Through the years of his imprisonment Doucett learns about the outside world from the television screen fixed in a wall; he also learns that somehow he has been framed for the murder of his ex-wife. He manages to wean himself off the vodka that his captors generously provide to keep him docile and gradually works himself into terrific physical shape. Then as suddenly and inexplicably as it began, his incarceration ends when, shaven, cleaned up, and clothed in a black suit, he awakens in an empty field.
From that moment on, the movie settles into a relentless revenge plot, as Doucett, acting ingeniously on some faint clues, travels a troubled, violent path toward some solution to his mystery; he must find out why he was imprisoned, wreak some vengeance on his captor, and also search for the daughter he hasn't seen in two decades. Assisted by a young woman (Elizabeth Olsen) and his best friend Chucky (Michael Imperioli), he finds that he must revisit his youth for the answers he seeks. All the while some omniscient figure (Sharlto Copley) observes Doucett on a seemingly endless array of video cameras installed wherever he goes, finally confronting him with a challenge he must accept.

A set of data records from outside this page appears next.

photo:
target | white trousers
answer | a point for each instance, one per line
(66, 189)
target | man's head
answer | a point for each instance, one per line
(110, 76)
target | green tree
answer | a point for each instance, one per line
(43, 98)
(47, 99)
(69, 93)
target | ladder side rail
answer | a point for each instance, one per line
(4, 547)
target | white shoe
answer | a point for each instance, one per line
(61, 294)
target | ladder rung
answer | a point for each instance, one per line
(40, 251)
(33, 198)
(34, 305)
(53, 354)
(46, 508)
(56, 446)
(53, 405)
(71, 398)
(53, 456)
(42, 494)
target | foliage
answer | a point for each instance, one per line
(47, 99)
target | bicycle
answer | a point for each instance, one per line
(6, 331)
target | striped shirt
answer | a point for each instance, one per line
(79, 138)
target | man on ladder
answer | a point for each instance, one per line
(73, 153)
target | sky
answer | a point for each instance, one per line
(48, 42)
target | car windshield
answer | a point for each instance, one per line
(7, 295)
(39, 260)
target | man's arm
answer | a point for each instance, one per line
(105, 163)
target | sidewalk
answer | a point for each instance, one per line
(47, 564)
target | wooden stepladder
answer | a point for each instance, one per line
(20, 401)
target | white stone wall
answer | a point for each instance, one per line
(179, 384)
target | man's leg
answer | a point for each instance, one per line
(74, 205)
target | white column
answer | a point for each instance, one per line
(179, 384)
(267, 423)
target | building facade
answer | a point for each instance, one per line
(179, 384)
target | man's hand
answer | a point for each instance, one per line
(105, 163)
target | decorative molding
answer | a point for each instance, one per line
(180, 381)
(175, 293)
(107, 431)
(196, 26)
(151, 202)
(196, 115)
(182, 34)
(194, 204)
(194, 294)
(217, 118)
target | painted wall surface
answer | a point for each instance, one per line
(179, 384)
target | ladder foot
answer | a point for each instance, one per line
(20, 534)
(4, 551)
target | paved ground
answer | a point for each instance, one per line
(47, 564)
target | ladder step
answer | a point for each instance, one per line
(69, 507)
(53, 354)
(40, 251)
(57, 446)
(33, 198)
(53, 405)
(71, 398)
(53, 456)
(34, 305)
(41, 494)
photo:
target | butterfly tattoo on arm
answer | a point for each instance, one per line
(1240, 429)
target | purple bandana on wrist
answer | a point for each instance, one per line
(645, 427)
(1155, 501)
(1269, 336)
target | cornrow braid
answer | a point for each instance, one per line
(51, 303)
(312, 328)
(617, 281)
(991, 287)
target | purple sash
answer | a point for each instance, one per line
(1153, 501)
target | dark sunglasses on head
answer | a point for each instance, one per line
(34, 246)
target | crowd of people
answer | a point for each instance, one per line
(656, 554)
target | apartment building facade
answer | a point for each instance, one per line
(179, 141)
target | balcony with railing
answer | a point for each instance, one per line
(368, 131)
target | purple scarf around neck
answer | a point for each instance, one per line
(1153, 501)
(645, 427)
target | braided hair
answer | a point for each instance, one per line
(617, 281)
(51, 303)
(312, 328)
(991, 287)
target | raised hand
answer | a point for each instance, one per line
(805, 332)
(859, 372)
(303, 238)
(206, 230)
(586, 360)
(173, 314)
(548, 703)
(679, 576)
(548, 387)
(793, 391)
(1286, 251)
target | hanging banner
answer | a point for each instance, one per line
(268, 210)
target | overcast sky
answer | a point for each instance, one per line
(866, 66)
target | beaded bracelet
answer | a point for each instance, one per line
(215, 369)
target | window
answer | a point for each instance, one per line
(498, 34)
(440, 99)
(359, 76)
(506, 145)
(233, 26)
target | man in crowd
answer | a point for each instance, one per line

Aside from that entirely engaging mystery, much of the story falls into the patterns of the kung-fu movies, with Doucett vanquishing several dozen bad guys with some nifty physical maneuvers and weapons like a 2"x4" and a hammer. When he finds his chief jailer, Chaney (Samuel L. Jackson), the action thickens into a series of graphic torture scenes, complete with copious amounts of blood and a few disassembled bodies.
"Oldboy" is not the sort of motion picture that depends on rich characterization or impressive performances, which may in part account for its thoroughgoing hyperbole. Sharlto Copley's character, the billionaire Adrian Bryce, exerts complete control over everything and everyone in the film, acting with a godlike omniscience and omnipotence that defy any sense of credibility. Attired in a long skirt and a Victorian-era red jacket, sporting a silver Mohawk and a pair of implausible goggles, Samuel L. Jackson chews up the scenery as a dedicated sadist in the employ of Bryce, overseeing what looks like a whole puzzling anthology of prison cells and captives.
Despite its entirely preposterous situation and its bizarre resolution, "Oldboy" maintains a terrific pace, based on its most intriguing puzzle and its nonstop action. Within its thriller structure, the mystery partially compensates for the remarkable exaggerations of its conception. Its characters, as their strange costumes and mannerisms indicate, attain a level of stylization as outrageous as its plot and its final revelations of bloody violence, complex incest, and a weird kind of acceptance sentimentalize much of the shocking action that precedes it.